So you’ve started using Synapse SQL Pools, you’ve scaled up to improve performance, but your queries aren’t going as fast as you’d hoped. You take a look at resource utilisation and you see that as you scale up, your total resource utilisation per query goes down. But didn’t we scale up to allow our query to use more resource and run quicker? What’s going on here? A little thing called Workload Management.
What is Workload Management? At a very high level, Workload Management allows you to control how your workload uses system resources. The main problem here is defaults!
If you navigate to the Workload Management tab of your SQL Pool and click the “User-defined workload groups : All” button you’ll be able to select the “System-defined workload groups” option.
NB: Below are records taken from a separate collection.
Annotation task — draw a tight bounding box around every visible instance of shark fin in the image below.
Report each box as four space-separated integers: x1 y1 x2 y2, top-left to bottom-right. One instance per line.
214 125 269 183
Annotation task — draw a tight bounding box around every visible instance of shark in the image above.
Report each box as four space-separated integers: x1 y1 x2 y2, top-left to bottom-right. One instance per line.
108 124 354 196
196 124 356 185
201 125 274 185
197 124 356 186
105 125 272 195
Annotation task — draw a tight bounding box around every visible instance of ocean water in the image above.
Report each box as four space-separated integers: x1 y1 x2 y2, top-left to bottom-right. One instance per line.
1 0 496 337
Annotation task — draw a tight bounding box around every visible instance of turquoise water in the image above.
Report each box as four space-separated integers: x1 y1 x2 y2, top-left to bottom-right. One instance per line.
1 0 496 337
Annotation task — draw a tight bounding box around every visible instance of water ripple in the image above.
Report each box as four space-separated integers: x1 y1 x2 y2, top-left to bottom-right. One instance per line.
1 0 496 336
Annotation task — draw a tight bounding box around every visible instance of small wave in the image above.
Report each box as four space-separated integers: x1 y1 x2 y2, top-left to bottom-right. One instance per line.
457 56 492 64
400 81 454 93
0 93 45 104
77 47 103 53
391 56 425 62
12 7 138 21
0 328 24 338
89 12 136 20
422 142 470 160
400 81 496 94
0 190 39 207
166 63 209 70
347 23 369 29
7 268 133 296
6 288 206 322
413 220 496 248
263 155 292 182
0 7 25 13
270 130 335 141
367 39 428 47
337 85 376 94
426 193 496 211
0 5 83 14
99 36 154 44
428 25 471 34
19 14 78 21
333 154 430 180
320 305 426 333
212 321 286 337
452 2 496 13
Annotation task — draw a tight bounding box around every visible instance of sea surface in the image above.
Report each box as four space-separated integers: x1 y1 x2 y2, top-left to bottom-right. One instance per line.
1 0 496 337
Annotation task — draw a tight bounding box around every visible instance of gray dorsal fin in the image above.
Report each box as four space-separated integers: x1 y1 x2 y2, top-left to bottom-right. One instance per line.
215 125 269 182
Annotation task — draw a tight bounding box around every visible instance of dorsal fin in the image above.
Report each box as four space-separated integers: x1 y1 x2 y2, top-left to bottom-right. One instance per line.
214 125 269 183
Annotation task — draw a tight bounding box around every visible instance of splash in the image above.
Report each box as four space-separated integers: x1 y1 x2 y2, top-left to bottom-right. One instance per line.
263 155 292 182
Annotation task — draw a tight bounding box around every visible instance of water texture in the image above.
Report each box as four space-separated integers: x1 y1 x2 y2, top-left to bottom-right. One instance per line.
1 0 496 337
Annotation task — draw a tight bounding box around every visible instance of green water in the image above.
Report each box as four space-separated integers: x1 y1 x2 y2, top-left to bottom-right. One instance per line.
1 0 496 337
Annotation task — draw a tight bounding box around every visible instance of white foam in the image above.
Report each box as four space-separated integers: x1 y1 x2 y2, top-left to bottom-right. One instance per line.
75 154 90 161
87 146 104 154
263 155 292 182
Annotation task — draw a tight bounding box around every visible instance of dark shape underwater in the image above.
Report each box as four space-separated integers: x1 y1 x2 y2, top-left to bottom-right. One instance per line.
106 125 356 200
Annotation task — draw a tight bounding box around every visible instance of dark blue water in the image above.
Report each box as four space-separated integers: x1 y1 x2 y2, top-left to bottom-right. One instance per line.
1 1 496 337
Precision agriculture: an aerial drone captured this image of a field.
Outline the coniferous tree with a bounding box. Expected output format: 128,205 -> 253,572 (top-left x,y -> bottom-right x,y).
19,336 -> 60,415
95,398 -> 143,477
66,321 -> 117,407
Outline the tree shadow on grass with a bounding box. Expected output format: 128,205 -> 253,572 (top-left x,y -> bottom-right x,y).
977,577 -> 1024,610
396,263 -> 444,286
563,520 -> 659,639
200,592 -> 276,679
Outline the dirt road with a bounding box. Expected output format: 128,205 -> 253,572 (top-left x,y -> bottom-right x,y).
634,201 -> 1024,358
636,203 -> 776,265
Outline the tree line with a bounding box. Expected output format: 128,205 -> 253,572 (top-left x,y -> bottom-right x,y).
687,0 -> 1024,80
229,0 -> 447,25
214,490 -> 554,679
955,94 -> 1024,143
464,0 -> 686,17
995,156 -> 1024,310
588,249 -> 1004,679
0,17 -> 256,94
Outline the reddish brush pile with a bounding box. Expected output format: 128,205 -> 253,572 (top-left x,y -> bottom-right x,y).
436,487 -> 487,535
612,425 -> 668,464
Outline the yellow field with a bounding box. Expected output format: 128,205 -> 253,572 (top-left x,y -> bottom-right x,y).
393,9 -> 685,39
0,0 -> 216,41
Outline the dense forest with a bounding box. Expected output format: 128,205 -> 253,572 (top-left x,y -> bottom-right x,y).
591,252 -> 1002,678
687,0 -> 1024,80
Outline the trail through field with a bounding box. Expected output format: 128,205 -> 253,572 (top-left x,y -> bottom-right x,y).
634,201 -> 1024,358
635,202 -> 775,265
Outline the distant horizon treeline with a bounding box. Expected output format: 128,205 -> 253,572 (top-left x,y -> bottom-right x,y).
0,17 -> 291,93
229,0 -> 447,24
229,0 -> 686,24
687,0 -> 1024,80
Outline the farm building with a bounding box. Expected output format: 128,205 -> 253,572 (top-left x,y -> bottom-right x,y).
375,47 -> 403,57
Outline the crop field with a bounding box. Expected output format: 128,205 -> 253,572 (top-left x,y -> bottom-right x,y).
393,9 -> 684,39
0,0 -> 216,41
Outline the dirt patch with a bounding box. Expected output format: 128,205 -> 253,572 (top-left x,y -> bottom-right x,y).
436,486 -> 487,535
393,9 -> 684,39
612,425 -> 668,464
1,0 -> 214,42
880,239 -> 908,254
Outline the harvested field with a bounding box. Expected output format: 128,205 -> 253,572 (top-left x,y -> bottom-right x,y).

This will allow you to see the pre-created groups and the relevant stats for what resources they’ll utilise.
Great! So what’s the problem? smallrc is the problem. smallrc is the default Workload Group used for all queries against your SQL Pool. If you look at the chart above, you’ll see that the minimum and maximum resources allocated per query in the Effective Values part of the table show 25.00. This is 25% of the total resources available. This means a single query will never be able to utilise the full performance of the SQL Pool. When we scale, this gets worse. The number in brackets will be the new value. For now we’ll focus on smallrc and xlargerc.
To test this is doing what we expect, I started with my SQL Pool at DW100, then DW500 then DW3000. I ran a single query without storing query results, under each of the xlargerc and then smallrc Workload Groups. The results below show the total utilised resources for each of these queries. As you scale up you can see the disparity in performance can be quite alarming.
The performance of these queries returned a resultset over a set period of time, the larger the returned resultset, the better the performance. smallrc increased slightly with each scaling, whereas the xlargerc increased massively. This graph above and the resulting data I received, show that scaling without changing Workload Management settings will not give you the performance you’re hoping for.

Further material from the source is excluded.